Esto refleja las importantes diferencias en lo concepción de la colocación en la política internacional de Vargas y Perón y sus gobiernos; Vargas opta durante el Estado Novo por el alineamiento con los EEUU manteniendo esa política en la posguerra tanto con él como con Dutra - su sucesor -, la designación del canciller Joao Neves da Fonseca en su nuevo gobierno (ya había sido su canciller en 1946) refleja la búsqueda de equilibrios internos además de que no abandona su antigua perspectiva más allá de no abandonar la exigencia de mayor "reciprocidad" especialmente económica. El peronismo -por el contrario- hace de la "tercera posición" una bandera política implicando unas relación de tensiones y competencia con EEUU hija de una lógica de más largo plazo que procedía de la línea fijada anteriormente por los conservadores del año 30.

El ABC era una forma de "resistir" la hegemonía estadounidense, aunque propuesto en un momento donde las relaciones entre ambos países habían mejorado, jugando ambiciosas cartas que perseguían ambiciosos objetivos pocos compatibles entre sí.
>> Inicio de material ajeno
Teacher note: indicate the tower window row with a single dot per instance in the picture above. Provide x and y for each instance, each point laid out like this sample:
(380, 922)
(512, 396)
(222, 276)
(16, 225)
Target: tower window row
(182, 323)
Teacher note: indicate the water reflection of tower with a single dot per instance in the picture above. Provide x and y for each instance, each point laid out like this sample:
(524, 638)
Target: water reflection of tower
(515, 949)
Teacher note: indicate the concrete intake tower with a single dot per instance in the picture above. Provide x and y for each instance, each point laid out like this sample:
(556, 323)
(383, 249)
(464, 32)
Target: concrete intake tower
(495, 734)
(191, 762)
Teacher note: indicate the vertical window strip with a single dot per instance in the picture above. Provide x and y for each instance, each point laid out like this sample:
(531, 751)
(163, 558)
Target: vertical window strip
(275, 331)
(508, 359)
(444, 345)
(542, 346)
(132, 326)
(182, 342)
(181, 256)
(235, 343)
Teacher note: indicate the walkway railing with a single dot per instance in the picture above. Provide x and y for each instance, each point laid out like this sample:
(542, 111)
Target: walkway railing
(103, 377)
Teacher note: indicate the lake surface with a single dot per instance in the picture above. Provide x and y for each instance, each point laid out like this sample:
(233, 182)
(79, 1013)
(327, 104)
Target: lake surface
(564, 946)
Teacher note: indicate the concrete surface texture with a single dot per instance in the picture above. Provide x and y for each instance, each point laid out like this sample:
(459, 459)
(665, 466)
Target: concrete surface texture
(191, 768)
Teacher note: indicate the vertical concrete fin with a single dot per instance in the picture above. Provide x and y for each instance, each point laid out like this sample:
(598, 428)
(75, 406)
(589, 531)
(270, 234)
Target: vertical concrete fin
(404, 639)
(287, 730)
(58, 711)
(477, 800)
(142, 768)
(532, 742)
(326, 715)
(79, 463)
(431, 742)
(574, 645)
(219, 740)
El Brasil del segundo varguismo no estaba dispuesto a avanzar en dicho camino entre otras causas por su propia debilidad, por el necesario apoyo financiero yanqui -considerado estratégico-; igualmente Perón siempre más preocupado por los equilibrios de poder mundiales seguía más interesado en la alianza político-económica con Brasil que Vargas en esa con Argentina. Además de los acuerdos económicos iniciales, se mantuvieron las tensiones ligadas a las cuestiones armamentísticas.

Brasil había logrado apoyo militar estadounidense y ello generaba competencia y conflicto con Argentina, ver acuerdo militar firmado entre ambos en 1952. Al romance inicial debemos señalar que en los hechos la Argentina de Perón y el Brasil de Vargas tuvieron una relación más de competencia que de cooperación, y ello se refleja en los foros internacionales donde mantuvieron posiciones diferentes y hasta antagónicas en varios temas -la Guatemala de Arbenz, la URSS y los Estados de Europa del Este donde Brasil rompe relaciones en 1947, la cuestión Malvinas que Brasil se niega a que se discuta en el seno de la OEA- muy importantes para los posicionamientos internacionales de ambos movimientos nacional-populistas.